El sabor a sangre inundó la boca de Gerald, acompañado de unas náuseas de muerte que le provocaban una extensa agonía. ¿Cómo había terminado así... tirado en el suelo, con un dolor punzante e insoportable en la espalda, esforzándose por respirar?

¿Cómo era posible que hubiese cometido tantos errores?

Había comenzado su día como todas las mañanas, levantándose temprano para desayunar en familia. Su esposa le había preparado un suculento desayuno, y el hijastro de Gerald se había esforzado por dejar de lado las diferencias que tenían y también había participado.

Jeffrey era fruto del primer matrimonio de su esposa. Él y Gerald no se llevaban bien por errores del pasado que aún no habían podido dejar atrás. El padrastro intentaba hacer lo posible por agradar al joven, pero todo era en vano. Los niños no olvidan fácilmente, y mucho menos cuando enfrentan el rostro del abuso diariamente, bajo el mismo techo.

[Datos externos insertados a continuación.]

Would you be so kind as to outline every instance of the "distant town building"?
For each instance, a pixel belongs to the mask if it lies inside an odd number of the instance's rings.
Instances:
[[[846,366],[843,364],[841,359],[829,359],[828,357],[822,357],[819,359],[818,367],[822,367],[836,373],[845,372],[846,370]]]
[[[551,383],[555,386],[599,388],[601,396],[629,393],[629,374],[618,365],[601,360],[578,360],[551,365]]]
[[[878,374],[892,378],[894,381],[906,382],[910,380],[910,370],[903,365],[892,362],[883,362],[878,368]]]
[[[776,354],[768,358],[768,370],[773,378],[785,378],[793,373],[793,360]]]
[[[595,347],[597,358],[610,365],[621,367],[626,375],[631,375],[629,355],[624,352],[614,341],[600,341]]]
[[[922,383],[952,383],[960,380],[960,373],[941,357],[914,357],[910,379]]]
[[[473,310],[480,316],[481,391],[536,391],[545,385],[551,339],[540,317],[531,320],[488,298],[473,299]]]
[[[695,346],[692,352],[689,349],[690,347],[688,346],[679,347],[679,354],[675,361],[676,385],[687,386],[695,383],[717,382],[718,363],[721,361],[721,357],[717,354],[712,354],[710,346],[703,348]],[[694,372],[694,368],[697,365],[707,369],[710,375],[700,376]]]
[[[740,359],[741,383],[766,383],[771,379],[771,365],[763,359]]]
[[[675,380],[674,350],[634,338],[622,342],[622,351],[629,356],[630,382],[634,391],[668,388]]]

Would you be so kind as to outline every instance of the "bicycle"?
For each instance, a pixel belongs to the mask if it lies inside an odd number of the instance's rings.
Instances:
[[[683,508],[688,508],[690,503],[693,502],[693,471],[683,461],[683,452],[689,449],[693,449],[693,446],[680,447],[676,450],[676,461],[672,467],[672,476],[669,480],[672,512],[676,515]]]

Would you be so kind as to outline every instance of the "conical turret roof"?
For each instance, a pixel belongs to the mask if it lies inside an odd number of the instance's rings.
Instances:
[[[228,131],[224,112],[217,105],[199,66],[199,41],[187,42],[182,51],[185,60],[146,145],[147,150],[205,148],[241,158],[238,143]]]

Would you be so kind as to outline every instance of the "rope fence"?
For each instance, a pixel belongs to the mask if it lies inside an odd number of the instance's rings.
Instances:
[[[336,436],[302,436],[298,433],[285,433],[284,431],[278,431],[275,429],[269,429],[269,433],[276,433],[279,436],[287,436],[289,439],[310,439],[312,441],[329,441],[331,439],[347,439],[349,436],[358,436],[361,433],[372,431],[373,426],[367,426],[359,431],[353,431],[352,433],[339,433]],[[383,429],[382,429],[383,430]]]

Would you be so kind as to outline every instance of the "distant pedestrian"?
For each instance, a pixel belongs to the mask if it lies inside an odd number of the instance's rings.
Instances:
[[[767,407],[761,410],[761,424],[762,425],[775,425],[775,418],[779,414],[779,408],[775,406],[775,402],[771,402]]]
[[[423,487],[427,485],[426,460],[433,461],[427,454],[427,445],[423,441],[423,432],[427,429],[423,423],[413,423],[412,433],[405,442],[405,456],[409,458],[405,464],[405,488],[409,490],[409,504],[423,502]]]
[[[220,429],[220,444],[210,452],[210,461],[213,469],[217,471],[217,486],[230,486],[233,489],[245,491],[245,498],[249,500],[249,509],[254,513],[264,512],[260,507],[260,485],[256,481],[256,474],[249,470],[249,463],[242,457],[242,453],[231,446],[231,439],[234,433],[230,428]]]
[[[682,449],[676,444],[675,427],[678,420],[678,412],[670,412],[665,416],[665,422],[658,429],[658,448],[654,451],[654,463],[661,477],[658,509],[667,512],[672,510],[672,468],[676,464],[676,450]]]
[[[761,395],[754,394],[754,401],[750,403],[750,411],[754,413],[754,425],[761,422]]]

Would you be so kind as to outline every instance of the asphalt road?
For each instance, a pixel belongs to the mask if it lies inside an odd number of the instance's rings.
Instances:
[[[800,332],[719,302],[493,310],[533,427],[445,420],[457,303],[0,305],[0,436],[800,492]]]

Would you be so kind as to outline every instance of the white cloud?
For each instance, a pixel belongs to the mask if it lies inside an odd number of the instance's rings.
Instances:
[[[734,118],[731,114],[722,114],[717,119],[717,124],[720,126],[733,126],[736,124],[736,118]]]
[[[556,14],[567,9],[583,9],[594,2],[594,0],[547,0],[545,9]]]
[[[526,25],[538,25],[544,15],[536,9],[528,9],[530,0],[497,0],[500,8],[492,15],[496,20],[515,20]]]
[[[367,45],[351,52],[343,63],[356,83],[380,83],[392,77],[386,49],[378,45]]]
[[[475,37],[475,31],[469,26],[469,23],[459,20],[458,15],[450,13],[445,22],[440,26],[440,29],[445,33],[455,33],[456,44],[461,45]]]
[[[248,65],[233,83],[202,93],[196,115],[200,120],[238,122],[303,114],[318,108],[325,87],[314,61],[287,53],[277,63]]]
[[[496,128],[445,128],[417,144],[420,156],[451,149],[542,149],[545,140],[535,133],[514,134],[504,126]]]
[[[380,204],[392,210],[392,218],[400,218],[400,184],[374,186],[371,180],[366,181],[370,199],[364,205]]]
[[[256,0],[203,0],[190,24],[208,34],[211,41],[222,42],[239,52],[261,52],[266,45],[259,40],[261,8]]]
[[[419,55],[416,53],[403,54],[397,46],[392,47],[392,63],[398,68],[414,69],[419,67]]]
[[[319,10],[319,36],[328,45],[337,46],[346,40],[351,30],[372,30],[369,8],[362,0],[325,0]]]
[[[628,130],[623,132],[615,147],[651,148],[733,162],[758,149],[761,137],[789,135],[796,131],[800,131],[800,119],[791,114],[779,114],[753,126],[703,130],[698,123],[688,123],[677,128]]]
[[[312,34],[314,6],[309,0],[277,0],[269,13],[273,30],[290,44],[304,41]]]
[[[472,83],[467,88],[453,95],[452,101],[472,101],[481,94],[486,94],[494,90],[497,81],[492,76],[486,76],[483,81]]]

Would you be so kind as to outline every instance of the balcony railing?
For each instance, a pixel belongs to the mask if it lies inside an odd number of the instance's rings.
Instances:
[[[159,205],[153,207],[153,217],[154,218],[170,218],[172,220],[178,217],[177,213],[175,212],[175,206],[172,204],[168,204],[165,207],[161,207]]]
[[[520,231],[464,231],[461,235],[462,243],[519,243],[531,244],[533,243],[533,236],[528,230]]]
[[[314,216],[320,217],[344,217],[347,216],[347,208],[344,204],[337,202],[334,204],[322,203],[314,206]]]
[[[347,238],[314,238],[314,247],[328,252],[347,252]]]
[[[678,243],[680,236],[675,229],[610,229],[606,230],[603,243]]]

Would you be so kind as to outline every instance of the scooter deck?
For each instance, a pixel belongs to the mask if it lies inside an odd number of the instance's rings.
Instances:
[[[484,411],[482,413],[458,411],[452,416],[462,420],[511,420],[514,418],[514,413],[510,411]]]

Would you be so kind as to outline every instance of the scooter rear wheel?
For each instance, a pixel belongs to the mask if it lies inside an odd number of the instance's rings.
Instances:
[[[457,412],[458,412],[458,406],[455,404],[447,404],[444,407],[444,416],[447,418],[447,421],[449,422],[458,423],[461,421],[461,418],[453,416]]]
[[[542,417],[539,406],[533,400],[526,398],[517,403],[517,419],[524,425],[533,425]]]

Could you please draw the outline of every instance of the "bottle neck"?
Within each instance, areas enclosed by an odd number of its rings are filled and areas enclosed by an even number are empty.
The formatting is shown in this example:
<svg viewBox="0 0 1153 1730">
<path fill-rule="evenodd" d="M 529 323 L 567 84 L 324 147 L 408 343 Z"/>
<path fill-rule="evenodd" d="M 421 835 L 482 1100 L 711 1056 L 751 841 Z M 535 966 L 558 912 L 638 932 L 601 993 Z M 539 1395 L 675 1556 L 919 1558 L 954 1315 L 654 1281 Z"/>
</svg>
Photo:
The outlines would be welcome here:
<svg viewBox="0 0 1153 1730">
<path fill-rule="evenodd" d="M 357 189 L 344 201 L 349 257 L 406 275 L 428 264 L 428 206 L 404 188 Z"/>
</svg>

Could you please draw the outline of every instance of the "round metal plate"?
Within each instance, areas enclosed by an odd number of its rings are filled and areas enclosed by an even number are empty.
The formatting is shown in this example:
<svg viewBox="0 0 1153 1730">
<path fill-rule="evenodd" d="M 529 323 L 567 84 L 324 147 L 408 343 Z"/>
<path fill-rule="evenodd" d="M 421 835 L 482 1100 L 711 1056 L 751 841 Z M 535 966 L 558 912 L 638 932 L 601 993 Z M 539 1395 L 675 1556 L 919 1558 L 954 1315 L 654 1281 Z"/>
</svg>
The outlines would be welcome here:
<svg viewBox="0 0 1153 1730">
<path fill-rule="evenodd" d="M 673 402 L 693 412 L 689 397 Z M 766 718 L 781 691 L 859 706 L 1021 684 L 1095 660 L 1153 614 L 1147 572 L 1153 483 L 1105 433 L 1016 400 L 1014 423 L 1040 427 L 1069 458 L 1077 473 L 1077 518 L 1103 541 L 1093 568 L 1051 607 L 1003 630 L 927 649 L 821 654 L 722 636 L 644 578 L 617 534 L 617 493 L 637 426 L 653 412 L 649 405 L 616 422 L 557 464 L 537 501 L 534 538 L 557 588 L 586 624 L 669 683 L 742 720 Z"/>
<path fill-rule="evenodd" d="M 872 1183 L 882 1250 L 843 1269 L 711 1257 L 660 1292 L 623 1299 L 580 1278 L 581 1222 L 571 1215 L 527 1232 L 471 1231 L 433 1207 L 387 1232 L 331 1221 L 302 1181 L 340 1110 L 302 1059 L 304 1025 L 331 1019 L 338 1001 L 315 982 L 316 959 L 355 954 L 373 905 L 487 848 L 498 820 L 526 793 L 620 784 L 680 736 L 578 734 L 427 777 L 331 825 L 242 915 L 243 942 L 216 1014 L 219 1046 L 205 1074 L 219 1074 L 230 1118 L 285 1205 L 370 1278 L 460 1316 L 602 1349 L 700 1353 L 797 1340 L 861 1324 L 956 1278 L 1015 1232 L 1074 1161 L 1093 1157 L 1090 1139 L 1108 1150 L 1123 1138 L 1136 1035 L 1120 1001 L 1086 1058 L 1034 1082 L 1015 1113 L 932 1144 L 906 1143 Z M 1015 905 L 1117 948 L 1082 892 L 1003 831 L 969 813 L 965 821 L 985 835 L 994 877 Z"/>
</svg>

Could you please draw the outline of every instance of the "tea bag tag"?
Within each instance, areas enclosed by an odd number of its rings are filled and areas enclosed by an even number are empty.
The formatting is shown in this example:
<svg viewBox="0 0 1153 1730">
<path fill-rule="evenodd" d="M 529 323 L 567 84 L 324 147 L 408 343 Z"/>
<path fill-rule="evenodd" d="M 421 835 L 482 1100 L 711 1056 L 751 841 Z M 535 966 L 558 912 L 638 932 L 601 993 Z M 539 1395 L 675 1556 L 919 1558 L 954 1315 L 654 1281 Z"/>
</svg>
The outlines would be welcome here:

Gerald luchaba día a día contra sus impulsos, anhelos y fantasías. Sabía que lo que experimentaba estaba mal, muy mal, pero era mucho más fuerte que él. Había asistido a terapia varias veces, disfrazando su trastorno; aunque había logrado apaciguar un poco aquellos intensos y recurrentes comportamientos, no los había erradicado por completo. Sabía que se trataba de un trastorno grave y bastante cuestionado, pero... ¿cómo hacía para luchar contra eso?

Se contentaba con usar las redes sociales bajo una identidad falsa y la fotografía de un adolescente muchos años menor que él para acosar a jóvenes con mensajes de amor, esperando alguna reciprocidad.

Por lo general, no respondían a sus intensos mensajes.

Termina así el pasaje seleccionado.